The trip I lead to Santa Cruz island was so spectacular I knew I wanted to go back again, but with this time, I wanted to book an all-day sea cave kayaking tour. Santa Cruz 2019 was a blast, and I know every single girlfriend who accompanied on this trip would agree. I believe there were a total of 12 of us, and I was the common denominator, so it was super fun to introduce friends to other friends on this trip. Our trip was summed up by cute island foxes, boxed wine, yelling at my GoPro to take a photo, Ranger Bethany, sea cave kayaking, and photoshoots. We had a blast (and have the pictures to prove it). I carried in 2 boxes of wine and made sure each gal had a wine glass everywhere she went. Ranger Bethany greeted us at the boat for the second year in a row, and whether it was a ranger-led sunset hike or a ranger hosted movie night, there we were…all 12 of us with our boxed wine. We were quickly nicknamed, “the women who walked and wined.”

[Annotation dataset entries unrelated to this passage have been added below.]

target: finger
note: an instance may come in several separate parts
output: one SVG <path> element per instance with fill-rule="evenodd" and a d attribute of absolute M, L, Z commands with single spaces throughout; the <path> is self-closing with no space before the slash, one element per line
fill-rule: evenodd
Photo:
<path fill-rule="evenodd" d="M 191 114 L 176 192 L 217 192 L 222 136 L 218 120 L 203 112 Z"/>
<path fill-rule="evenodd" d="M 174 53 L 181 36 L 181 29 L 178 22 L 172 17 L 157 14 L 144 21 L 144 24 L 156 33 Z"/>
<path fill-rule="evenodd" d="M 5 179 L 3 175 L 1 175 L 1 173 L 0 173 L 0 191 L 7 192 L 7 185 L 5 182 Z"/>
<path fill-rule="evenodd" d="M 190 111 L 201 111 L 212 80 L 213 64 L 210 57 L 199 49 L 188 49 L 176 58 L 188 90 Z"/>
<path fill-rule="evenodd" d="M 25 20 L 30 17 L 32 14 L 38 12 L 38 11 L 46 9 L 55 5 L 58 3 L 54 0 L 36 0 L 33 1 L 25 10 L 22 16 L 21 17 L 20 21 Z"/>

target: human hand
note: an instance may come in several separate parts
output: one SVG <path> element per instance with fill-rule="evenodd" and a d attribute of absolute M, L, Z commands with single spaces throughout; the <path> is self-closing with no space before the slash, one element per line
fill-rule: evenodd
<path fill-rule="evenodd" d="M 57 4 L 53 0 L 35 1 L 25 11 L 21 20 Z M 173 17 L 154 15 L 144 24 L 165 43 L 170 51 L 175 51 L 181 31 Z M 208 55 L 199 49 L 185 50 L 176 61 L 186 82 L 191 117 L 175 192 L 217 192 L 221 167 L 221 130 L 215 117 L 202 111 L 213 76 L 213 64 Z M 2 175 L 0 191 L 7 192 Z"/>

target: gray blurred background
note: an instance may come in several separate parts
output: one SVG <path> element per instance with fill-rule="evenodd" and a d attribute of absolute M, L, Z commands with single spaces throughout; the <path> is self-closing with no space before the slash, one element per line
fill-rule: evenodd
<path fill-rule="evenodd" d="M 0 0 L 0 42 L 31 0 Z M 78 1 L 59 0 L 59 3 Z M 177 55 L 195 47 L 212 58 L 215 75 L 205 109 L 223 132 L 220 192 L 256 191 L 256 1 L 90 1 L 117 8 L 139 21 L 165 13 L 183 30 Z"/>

We had ridiculous photo shoots on our hikes and experiences some of the most stunning sunsets and sunrises from multiple vantage points. On the second day, we wandered over to the kayaking hut to board our kayaks for a day of sea cave exploring (make reservation months in advance). This was a once in a lifetime experience. I lost count of how many sea caves we kayaked through, but I was in awe the entire time. There was nothing else like it, and our guides loved having a group of 12 cackling women. Sure, a couple of us flipped overboard once or twice, but we all managed to make it back to shore alive and had a blast on this adventure.

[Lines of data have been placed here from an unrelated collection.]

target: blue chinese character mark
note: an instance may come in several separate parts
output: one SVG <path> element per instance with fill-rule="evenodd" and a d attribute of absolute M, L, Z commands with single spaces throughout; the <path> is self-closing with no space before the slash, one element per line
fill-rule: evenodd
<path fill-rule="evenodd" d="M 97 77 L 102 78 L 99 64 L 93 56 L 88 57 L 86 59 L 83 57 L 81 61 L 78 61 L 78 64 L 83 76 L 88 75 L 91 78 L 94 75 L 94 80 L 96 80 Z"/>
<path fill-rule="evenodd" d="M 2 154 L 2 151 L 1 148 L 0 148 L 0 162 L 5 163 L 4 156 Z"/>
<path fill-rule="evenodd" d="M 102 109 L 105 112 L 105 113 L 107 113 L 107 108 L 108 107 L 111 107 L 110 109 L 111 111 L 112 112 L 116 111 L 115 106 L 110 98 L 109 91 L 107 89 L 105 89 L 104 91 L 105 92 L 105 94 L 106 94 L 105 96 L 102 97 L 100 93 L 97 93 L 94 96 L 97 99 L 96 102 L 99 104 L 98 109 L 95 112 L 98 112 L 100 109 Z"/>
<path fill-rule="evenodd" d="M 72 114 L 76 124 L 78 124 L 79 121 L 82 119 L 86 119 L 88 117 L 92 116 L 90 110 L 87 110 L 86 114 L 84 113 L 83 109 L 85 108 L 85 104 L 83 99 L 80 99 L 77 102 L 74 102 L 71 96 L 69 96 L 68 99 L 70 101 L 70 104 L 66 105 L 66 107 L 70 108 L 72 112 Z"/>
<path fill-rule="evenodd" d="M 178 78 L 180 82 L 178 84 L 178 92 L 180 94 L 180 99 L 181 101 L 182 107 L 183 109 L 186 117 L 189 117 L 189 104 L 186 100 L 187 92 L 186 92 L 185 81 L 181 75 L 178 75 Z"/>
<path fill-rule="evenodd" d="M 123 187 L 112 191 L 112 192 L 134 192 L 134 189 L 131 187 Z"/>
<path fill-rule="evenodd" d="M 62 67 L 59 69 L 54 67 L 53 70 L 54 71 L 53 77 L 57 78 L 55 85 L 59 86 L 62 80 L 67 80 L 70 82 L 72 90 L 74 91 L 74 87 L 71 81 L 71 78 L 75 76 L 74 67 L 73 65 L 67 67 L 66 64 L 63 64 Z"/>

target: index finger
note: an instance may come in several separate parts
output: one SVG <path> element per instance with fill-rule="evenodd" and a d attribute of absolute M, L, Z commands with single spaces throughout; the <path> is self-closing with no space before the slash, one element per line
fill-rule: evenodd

On day three, a couple of friends and I decided to go snorkeling, so we rented a wetsuit and fins and went for a swim. I am a scuba driver through and through, so snorkeling is sort of like what snowshoeing is to skiing ( a bit boring). However, I must say, this was some of the best snorkeling I have ever done, and it was so worth the early morning and cold plunge.

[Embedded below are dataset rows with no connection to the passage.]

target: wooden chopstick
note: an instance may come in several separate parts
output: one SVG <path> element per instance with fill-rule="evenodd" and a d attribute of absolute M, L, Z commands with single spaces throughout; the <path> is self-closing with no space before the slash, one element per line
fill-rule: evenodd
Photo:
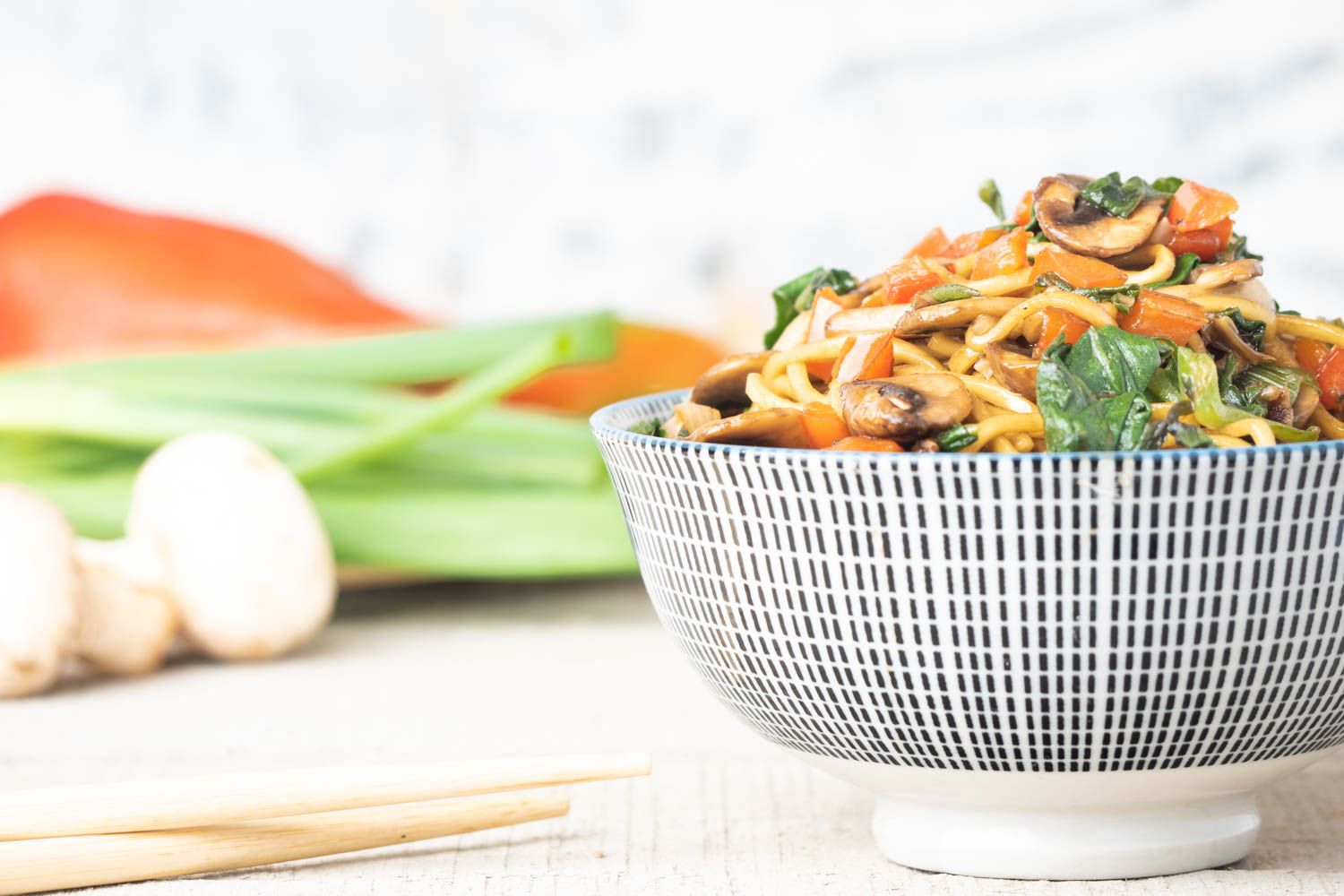
<path fill-rule="evenodd" d="M 246 772 L 0 793 L 0 840 L 199 827 L 649 774 L 649 756 Z M 437 834 L 435 834 L 437 836 Z"/>
<path fill-rule="evenodd" d="M 237 870 L 555 818 L 564 797 L 491 797 L 347 809 L 129 834 L 0 844 L 0 895 Z"/>

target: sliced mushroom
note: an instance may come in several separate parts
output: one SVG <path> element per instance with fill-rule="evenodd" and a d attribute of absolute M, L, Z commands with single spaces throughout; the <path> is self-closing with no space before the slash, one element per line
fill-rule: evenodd
<path fill-rule="evenodd" d="M 962 329 L 982 314 L 1003 317 L 1019 304 L 1021 304 L 1020 298 L 980 296 L 977 298 L 962 298 L 956 302 L 927 305 L 906 312 L 905 317 L 896 324 L 896 333 L 900 336 L 917 336 L 919 333 Z M 836 317 L 840 316 L 836 314 Z M 831 320 L 833 321 L 835 317 Z"/>
<path fill-rule="evenodd" d="M 728 355 L 726 359 L 700 373 L 691 390 L 691 402 L 718 410 L 720 414 L 737 414 L 751 406 L 747 398 L 747 376 L 759 373 L 766 359 L 773 352 L 749 352 Z"/>
<path fill-rule="evenodd" d="M 1297 391 L 1297 400 L 1293 402 L 1293 426 L 1302 429 L 1306 426 L 1308 420 L 1312 419 L 1312 414 L 1316 412 L 1316 407 L 1321 403 L 1321 394 L 1309 386 L 1304 386 Z"/>
<path fill-rule="evenodd" d="M 692 442 L 718 445 L 758 445 L 766 447 L 812 447 L 802 424 L 802 411 L 771 407 L 746 411 L 706 423 L 691 433 Z"/>
<path fill-rule="evenodd" d="M 1142 246 L 1163 216 L 1163 200 L 1148 199 L 1129 218 L 1078 200 L 1090 181 L 1078 175 L 1042 177 L 1036 184 L 1036 220 L 1050 239 L 1079 255 L 1110 258 Z"/>
<path fill-rule="evenodd" d="M 952 373 L 907 373 L 845 383 L 840 407 L 855 435 L 911 439 L 966 419 L 970 392 Z"/>
<path fill-rule="evenodd" d="M 989 369 L 1001 386 L 1032 402 L 1036 400 L 1036 368 L 1040 367 L 1040 361 L 1004 343 L 995 343 L 985 349 L 985 357 L 989 359 Z"/>
<path fill-rule="evenodd" d="M 1195 286 L 1212 289 L 1214 286 L 1226 286 L 1227 283 L 1245 283 L 1263 273 L 1265 269 L 1261 267 L 1258 261 L 1254 258 L 1242 258 L 1235 262 L 1223 262 L 1222 265 L 1200 265 L 1195 269 L 1191 282 Z"/>
<path fill-rule="evenodd" d="M 1214 314 L 1204 324 L 1204 328 L 1199 330 L 1206 345 L 1212 345 L 1214 348 L 1220 348 L 1224 352 L 1231 352 L 1236 357 L 1250 361 L 1251 364 L 1277 364 L 1278 359 L 1273 355 L 1266 355 L 1265 352 L 1250 345 L 1242 339 L 1242 333 L 1236 329 L 1236 324 L 1232 318 L 1224 314 Z"/>

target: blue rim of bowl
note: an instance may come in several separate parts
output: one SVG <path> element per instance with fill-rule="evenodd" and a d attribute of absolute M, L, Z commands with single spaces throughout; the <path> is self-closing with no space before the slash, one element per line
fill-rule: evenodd
<path fill-rule="evenodd" d="M 645 447 L 661 447 L 661 449 L 675 449 L 675 450 L 698 450 L 710 454 L 724 454 L 728 457 L 781 457 L 781 458 L 808 458 L 808 457 L 845 457 L 845 458 L 867 458 L 875 463 L 900 463 L 910 462 L 913 459 L 922 459 L 922 462 L 929 462 L 935 459 L 938 462 L 946 463 L 974 463 L 985 462 L 985 459 L 1013 459 L 1013 461 L 1036 461 L 1042 462 L 1046 459 L 1066 459 L 1066 458 L 1091 458 L 1091 459 L 1141 459 L 1141 458 L 1163 458 L 1179 461 L 1184 458 L 1198 459 L 1198 458 L 1226 458 L 1226 457 L 1262 457 L 1265 454 L 1281 455 L 1290 453 L 1344 453 L 1344 439 L 1322 439 L 1316 442 L 1290 442 L 1284 445 L 1267 445 L 1267 446 L 1249 446 L 1243 449 L 1223 449 L 1223 447 L 1208 447 L 1208 449 L 1144 449 L 1140 451 L 1070 451 L 1064 454 L 1046 454 L 1042 451 L 1023 453 L 1023 454 L 995 454 L 995 453 L 977 453 L 977 454 L 962 454 L 960 451 L 939 451 L 937 454 L 925 453 L 896 453 L 896 451 L 832 451 L 829 449 L 785 449 L 785 447 L 765 447 L 757 445 L 720 445 L 720 443 L 707 443 L 707 442 L 687 442 L 684 439 L 669 439 L 661 435 L 644 435 L 642 433 L 632 433 L 626 429 L 616 426 L 612 420 L 629 411 L 634 410 L 638 404 L 656 404 L 660 402 L 667 402 L 675 404 L 677 402 L 685 400 L 691 395 L 689 388 L 671 390 L 667 392 L 650 392 L 649 395 L 640 395 L 637 398 L 629 398 L 622 402 L 616 402 L 599 408 L 593 416 L 589 418 L 589 426 L 593 429 L 593 434 L 597 437 L 603 437 L 620 442 L 629 442 L 632 445 L 640 445 Z"/>

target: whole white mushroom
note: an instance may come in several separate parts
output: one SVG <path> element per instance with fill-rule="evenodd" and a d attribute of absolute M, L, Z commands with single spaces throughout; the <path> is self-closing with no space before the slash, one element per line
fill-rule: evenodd
<path fill-rule="evenodd" d="M 0 697 L 48 688 L 75 634 L 74 532 L 47 498 L 0 485 Z"/>
<path fill-rule="evenodd" d="M 336 563 L 302 486 L 266 449 L 227 433 L 164 445 L 136 476 L 126 537 L 140 587 L 165 595 L 187 639 L 222 660 L 297 647 L 331 618 Z"/>

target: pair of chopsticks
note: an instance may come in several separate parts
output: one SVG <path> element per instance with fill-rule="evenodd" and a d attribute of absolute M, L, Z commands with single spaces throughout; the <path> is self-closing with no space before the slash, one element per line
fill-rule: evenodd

The following are some of my favorite hiking spots on Santa Cruz Island via Scorpion campground
Smuggler’s Cove
Potato Harbor
Scorpion Canyon Loop
Cavern Point
Santa Rosa 2020: Lessons Learned
When my friend Rebecca decided to put a trip together to venture to Santa Rosa Island, I jumped at the opportunity. It was quite the logistical trip for me as I had to drive from Mammoth to Orange County (for personal and professional matters) then to Ventura to board the boat. Rebecca had a personal emergency and politely asked if I could take over the trip. “Of course”, I said.
The morning of my drive to Ventura, I was supposed to wake up at 3:30 AM; however, things drastically went sideways. I woke up at 3 AM to a coyote at my bedroom window, paws up on the window screen, trying to get my dog. A coyote mauled my dog Moo at my parent’s house while I was in Nepal this past November, so waking up to a coyote at my window while my dog was in my bed, was a living nightmare.
I was already nervous about leaving her at my parent’s house because of the coyote issues they have been having. I sent a text saying I was not going to be able to attend this trip because I am just not comfortable leaving my dog here.
Sometimes, we have to make tough calls. We have to cancel trips, make hard decisions, and go with our gut. I knew if I went to Santa Rosa, I would be a nervous wreck. I would be consumed in my thoughts, wondering whether she accidentally slipped out the side door. I have learned that it is tough for people to understand the position I am in when I talk about this fear, but if you have ever had your dog hunted by a coyote continuously, you will probably understand where my head is at. It is a terrible position to be in, and sadly, I can no longer leave my dog in SoCal at my parent's house, which means, in the meantime, I can no longer attend trips out of SoCal where I cannot bring my dog along. It just is not worth going through what I endured in November.
We want to acknowledge and thank the past, present, and future generations of all Native Nations and Indigenous Peoples whose ancestral lands we travel, explore, and play on. Always practice Leave No Trace ethics on your adventures and follow local regulations. Please explore responsibly!